Our general process is:
The fund manager assigned to a grant reviews the budget provided by the grantee and makes adjustments based on their understanding of the grant, the market rate for similar work and other factors.
The grant size is then reviewed by the fund chair (Asya Bergal) and the director of EA Funds (Caleb Parikh).
One heuristic we commonly use (especially for new, unproven grantees) is to offer roughly 70% of what we anticipate the grantee would earn in an industry role. We want to compensate people fairly and allow them to transition to impactful work without making huge sacrifices, while conserving our funding and discouraging grifters. A relatively common procedure for fund managers to use to decide how much to fund a grantee (assuming a fund manager has already decided they’re overall worth funding), is to:
Calculate what we expect the grantee would earn for similar work in an industry role (in the location they’re planning on performing the grant activity).
Look at the amount of funding the applicant has requested, and see if that amount differs significantly from 70% of their industry salary.
If it doesn’t differ significantly, make the grant with the requested number.
If it does differ significantly, consider adjusting the grant upwards or downwards, taking into account other factors that would affect what an appropriate funding ask would be, e.g. their pre-existing track record. (We’re more likely to adjust a grant downwards if we think the requested amount is too high, than upwards if we think the requested amount is too low).
Appendix: Eligibility criteria for LTFF grants
(Our legal team requested that we include this section; it was written by Caleb Parikh.)
Generally, our grants fulfil one of the following additional criteria:
Appendix: Special note on upskilling grants
(Our legal team requested that we include this section.)

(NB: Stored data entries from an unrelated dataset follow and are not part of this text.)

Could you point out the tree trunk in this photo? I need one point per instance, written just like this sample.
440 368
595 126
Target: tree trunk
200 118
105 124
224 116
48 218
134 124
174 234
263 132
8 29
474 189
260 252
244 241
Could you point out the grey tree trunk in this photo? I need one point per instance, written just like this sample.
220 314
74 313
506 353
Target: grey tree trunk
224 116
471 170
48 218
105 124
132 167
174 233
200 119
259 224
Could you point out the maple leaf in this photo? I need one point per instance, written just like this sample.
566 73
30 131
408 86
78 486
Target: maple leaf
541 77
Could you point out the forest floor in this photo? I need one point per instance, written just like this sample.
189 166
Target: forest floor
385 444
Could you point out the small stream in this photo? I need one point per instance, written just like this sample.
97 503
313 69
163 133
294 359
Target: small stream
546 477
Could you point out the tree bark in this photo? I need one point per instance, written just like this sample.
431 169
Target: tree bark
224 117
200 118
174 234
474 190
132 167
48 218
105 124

One of LTFF’s overall charitable purposes is to encourage qualified and thoughtful individuals to think about and find solutions for global catastrophic risks, such as advanced artificial intelligence. We do this by funding such individuals to research issues like AI alignment so that they become more knowledgeable in and/or potentially change their career path to fully invest in these issues.